Несолидно водить за нос читателя, поэтому ответим прямо: да, всё, что случилось с Порфирием Дормидонтовичем Бартеневым - доподлинной правдой было. Тех же, кто усомнится в замыслах бесовских, - отошлем к трактату преподобного Иоанна Кассиана Римлянина, что прямо пишет: "бес есть существо злобное от падения своего, и нет ему извинения в злых его намерениях, ибо замышляет он их по одной своей злой воле, не искушаемый никем, а потому грех его без прощения, болезнь без врачевания..."

   Если же читателю такой авторитет - не указ, ну, тогда нам и сказать нечего.

   А вот объяснить, как Порфирий Бартенев сподобился такого видения - не можем, тайна сия велика есть. Но если среди монахов-подвижников принято никаких видений не принимать, то возразим оным, что Порфирий Дормидонтович сподоблен был видений не лестных, душу прельщающих, а видел силу нечистую, пакостную. Так что, возможно, и правда, что миновал Бартенев в тот пятничный октябрьский вечер некий вход в мир призрачный просто ненароком, и сам того не заметил...

   Таким образом, прав был умный Арсений Вениаминович Корвин-Коссаковский: были призраки, были, и наяву они полакомиться сговаривались.

   Часть вторая

   Глава 1. Предчувствия и сны.

   У тех только бывают истинные видения, у кого ум благодатью Святого Духа

   свободен от страстей и у кого жизнь чиста. У остальных же

   сны ложны и беспорядочны, и все в них обман и прелесть явная.

   Симеон Новый Богослов. "Главы богословские и деятельные".

   Лидия Черевина, хорошенькая и шаловливая, беспечная к любым назиданиям, но жадная к живым впечатлениям, обладала той счастливой внешностью, которая пленяет даже умудренные жизнью старческие глаза. Воспитательницы в пансионе покачивали головами: в тринадцать лет ее фигура обрела женственные очертания, в танце она была удивительно грациозна, и уже в пятнадцать ходили толки о её ветрености. Её сестра была не менее красива, ее отличал от Лидии более глубокий взгляд светло-голубых глаз и более утонченное сложение. Издалека же сестер можно было и спутать: одинаково белокурые, одного роста, они имели сходную походку, однако одеваться одинаково не любили.
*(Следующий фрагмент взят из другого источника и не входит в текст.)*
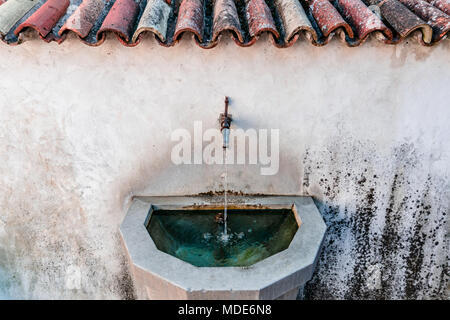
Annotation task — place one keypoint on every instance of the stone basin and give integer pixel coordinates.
(283, 265)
   Обе они ненавидели дом тети, где жили после смерти отца. В квартире, которую снимал Дмитрий Черевин, они были целыми днями предоставлены самим себе, в тетином же доме, несравненно более роскошном, не имели и сотой доли той свободы, что раньше. Их раздражала размеренная жизнь этого семейства со строгим распорядком и неизменным посещением унылой церкви по воскресениям и редкими выездами в свет и в театр на премьеры. Но этого было мало. Им не нравилась и мелочность тетки, выделившей им жалкое приданое и неизменно подчеркивавшей различие их положения и своей дочери: Ирина Палецкая выезжала в своем экипаже, между тем как им нужно было всякий раз просить тетю о карете, да еще и объяснять, куда и зачем они едут. Но больше всего бесила кузина - чопорная, глупая, некрасивая, ревновавшая их к молодым людям в свете, исполненная зависти и злости. Сестры мечтали о том времени, когда смогут вырваться из-под надзора старой княгини и избавят себя от общества молодой княжны.

   Едва они вышли в свет, казалось, совсем скоро им это удастся: они произвели фурор своей внешностью. Несмотря на проповеди тетки, запрещавшей им декольте и украшения, и разрешившей украсить волосы только цветами и ниткой жемчуга, они пользовались огромным успехом. Правда, Лидия постоянно путала танцы и однажды даже дала обещание двум кавалерам зараз, за что получила нагоняй от княгини Палецкой, объяснившей это глупейшим кокетством и язвительно заметившей ей, что поступать столь легкомысленно - значит, ставить свою репутацию на карту. Но что не скажешь от зависти-то? Ведь ее собственная дочь успехом отнюдь не пользовалась, пару танцев вовсе даже с матерью у стены простояла. Что ж тут сказать-то? Между тем за Лидией ухаживал племянник княгини Кантакузен, молодой офицер Скарятин, сын генерала Мятлева и сын генерал-лейтенанта, главного начальника почт и телеграфов Рихтера! Нина же трижды получала приглашение от офицера Александра Агапова, ее дважды приглашал сын генерала Неринга, а мадемуазель Анненкова сказала, что с нее не сводил глаз и самый красивый молодой человек в зале, родственник петербургского градоначальника Мансуров! А теперь на бал к графине Нирод княгиня сшила дочке новое роскошное платье и веер у нее новый и парикмахер на утро вызван. Тоже хочет эту уродищу замуж отдать, да только - не получится, разве только на деньги кто польстится...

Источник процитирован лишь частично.